To explore whether this approach fits your situation, call Cash Flow Deals at 786-891-9111.

Common questions

Can I sell my house before the divorce is final in Florida?

Yes. You can sell a marital home before the divorce is finalized in Florida as long as both spouses on the deed agree and sign all required documents. The proceeds are typically held in escrow or split per a written agreement until the court finalizes equitable distribution. If one spouse refuses to cooperate, you may need a court motion or a partition action under F.S. §64.031.

What happens if my spouse refuses to sign the deed so we can sell the house?

If your spouse refuses to sign, you have three main options in Florida. First, your divorce attorney can file a motion to compel within the existing case, asking the judge to order your spouse to sign. Second, you can file a partition action under F.S. §64.031, which asks the court to force a sale. Third, if a court has already ordered the sale and your spouse still refuses, they can be held in contempt. Mediation is often faster and cheaper than any of these routes.

Who gets the money when you sell a house during a divorce in Florida?

Unless both spouses have signed a written agreement specifying the split, the net proceeds from selling a marital home during a divorce in Florida are typically held in escrow by the closing agent — such as Title Guaranty of South Florida — until the court enters a final equitable distribution order. If the attorneys have exchanged written escrow instructions, the title company can disburse each spouse's share directly at closing.

Do we qualify for the capital gains exclusion if we sell before the divorce is final?

Potentially yes. If you sell while still legally married and both spouses meet the ownership and use requirements — owning and living in the home for at least two of the last five years — you may qualify for the $500,000 joint exclusion under IRC §121. Selling after the divorce decree typically drops each person to the $250,000 single-filer exclusion.
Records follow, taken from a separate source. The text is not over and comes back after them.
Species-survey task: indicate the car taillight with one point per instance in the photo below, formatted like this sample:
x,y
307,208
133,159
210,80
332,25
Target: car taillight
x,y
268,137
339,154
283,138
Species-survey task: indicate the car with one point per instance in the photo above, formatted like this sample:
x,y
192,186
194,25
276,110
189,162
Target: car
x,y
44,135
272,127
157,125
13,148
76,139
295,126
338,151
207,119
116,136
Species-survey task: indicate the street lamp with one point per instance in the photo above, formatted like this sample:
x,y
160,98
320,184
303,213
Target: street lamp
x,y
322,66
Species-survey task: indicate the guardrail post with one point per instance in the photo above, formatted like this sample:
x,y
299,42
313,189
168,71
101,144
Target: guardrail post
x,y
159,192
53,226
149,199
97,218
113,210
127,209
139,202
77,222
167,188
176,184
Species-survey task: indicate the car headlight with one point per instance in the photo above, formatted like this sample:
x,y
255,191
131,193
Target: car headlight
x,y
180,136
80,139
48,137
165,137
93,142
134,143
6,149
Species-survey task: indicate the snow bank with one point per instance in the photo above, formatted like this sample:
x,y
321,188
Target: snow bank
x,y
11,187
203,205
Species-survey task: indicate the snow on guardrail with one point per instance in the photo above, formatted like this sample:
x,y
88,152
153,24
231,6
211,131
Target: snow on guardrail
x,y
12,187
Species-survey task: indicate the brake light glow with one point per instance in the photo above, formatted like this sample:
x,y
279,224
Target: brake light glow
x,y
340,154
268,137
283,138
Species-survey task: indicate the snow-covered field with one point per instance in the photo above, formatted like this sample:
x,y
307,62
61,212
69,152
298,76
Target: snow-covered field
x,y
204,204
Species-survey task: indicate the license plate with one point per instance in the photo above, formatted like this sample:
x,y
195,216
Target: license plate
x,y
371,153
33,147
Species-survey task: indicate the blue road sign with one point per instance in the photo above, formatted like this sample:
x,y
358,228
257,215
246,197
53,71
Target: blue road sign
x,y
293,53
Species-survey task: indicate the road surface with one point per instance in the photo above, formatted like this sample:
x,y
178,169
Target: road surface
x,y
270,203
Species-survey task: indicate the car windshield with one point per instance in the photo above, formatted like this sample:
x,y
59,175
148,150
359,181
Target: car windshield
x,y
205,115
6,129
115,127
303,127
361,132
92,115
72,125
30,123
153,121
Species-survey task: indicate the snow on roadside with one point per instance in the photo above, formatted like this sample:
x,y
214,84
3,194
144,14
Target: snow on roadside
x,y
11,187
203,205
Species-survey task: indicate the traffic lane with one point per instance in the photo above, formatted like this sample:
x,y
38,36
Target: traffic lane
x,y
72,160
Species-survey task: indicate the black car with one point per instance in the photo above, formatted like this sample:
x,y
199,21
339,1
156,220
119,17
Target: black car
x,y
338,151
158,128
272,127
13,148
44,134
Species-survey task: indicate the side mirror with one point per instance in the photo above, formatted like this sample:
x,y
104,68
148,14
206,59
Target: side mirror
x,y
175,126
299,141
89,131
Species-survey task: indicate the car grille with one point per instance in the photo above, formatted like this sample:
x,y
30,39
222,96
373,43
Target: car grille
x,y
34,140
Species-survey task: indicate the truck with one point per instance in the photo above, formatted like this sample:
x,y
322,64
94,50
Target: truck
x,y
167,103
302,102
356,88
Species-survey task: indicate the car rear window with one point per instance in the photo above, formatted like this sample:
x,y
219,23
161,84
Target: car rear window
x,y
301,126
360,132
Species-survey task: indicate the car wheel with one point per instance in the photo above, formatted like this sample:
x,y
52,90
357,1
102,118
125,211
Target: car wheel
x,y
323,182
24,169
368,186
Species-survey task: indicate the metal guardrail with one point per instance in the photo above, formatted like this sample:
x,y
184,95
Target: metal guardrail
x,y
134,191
Timing the sale relative to the decree can have real tax consequences; consult a CPA before closing.

Do both spouses have to agree to list the house with an agent or sell directly?

Yes. Both spouses on title must consent to and sign the listing agreement with an agent or the purchase contract in a direct sale. One spouse cannot unilaterally list or sell the marital home without the other's signature. If agreement cannot be reached, the court can issue a temporary order authorizing the sale and directing both parties to cooperate, or it can appoint a special magistrate to execute documents on behalf of a non-compliant spouse.

Is a fast direct sale better than listing on MLS during a divorce?

For many divorcing couples, yes. A direct sale with a locked price eliminates the renegotiation triggers — inspections, buyer financing contingencies, competing repair requests — that require ongoing cooperation between spouses who may already be in conflict. There are no agent commissions charged to the seller, no repair requirements, and the closing date is set at contract signing. The tradeoff is that the MLS may produce a higher gross price; whether that premium survives months of carrying costs and conflict is the real question.